Steven (nombre falso) era el típico niño de siete años, en muchos sentidos. Asistía a la escuela, a fiestas de cumpleaños y practicaba deportes con sus compañeros de clase y su hermano menor. No era perfecto; desafiaba constantemente a sus progenitores y maestros, convertía discusiones por nimiedades en verdaderas guerras que duraban horas y solía ser agresivo con su hermano menor. Los adultos tenían dificultades para controlarlo, pero no había causas para temer por su estado mental.
De pronto, su conducta se hizo más alarmante. En el cumpleaños de un primo, rompió algunos juguetes del festejado sin el menor remordimiento. Sus progenitores pensaron que lo hizo porque el otro niño era el centro de atención y Steven siempre resentía eso, dijeron. Luego, la maestra observó el mismo comportamiento en la escuela donde, a veces, el chico culpaba a otros niños de su mal desempeño en juegos o deportes y después se vengaba cuando no lo estaban vigilando. En palabras de la educadora, las conductas de Steven eran “depredadoras”. A la larga, el niño fue enviado con un psicólogo, quien determinó que su comportamiento se debía a un rasgo cruel sin emoción. Hay tendencias, explicó, que se manifiestan de distintas maneras en los niños, pero los niños con el rasgo cruel sin emoción muestran, además, poca empatía con otras personas o ningún remordimiento por sus acciones, y tienden a ser violentos. Todos esos rasgos forman parte de un conjunto de características que reciben el nombre de psicopatía.

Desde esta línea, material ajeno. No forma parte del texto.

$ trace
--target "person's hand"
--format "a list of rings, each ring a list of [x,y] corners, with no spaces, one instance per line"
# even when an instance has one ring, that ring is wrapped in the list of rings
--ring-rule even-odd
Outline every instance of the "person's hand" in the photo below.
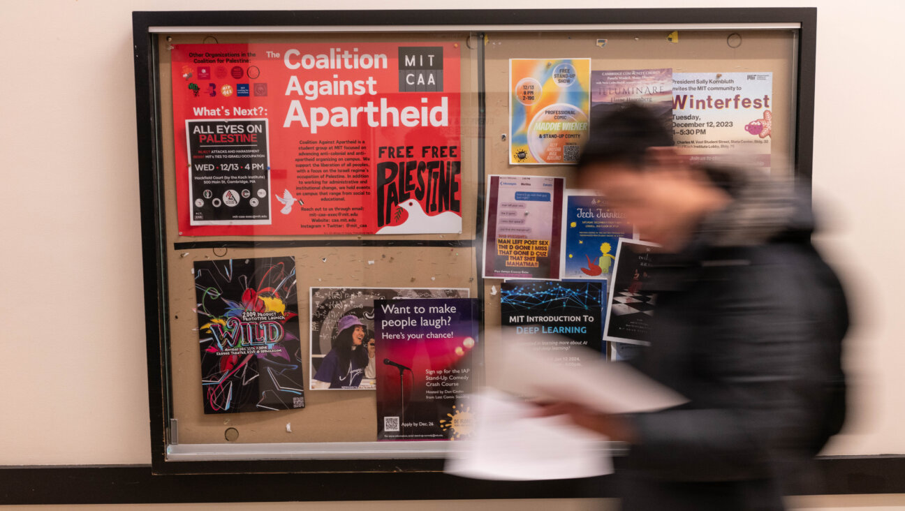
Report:
[[[576,425],[605,435],[611,440],[636,443],[637,435],[631,419],[624,415],[610,415],[590,410],[567,401],[536,402],[536,417],[566,415]]]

Los adultos psicópatas violentos, los que matan sin remordimiento, nacen y se hacen: una persona puede tener una predisposición genética a la conducta, pero los traumas infantiles y la falta de conexión con los demás terminan por hacerla aflorar. Razón por la cual, en los últimos años, los psicólogos han desarrollado intervenciones para niños que manifiestan signos tempranos de psicopatía. Los tratamientos están dirigidos a conectar a esos chicos con sus compañeros y progenitores, ya que esos vínculos pueden marcar la diferencia entre un adulto que termina como un criminal violento o, simplemente, un individuo más frío que la persona promedio.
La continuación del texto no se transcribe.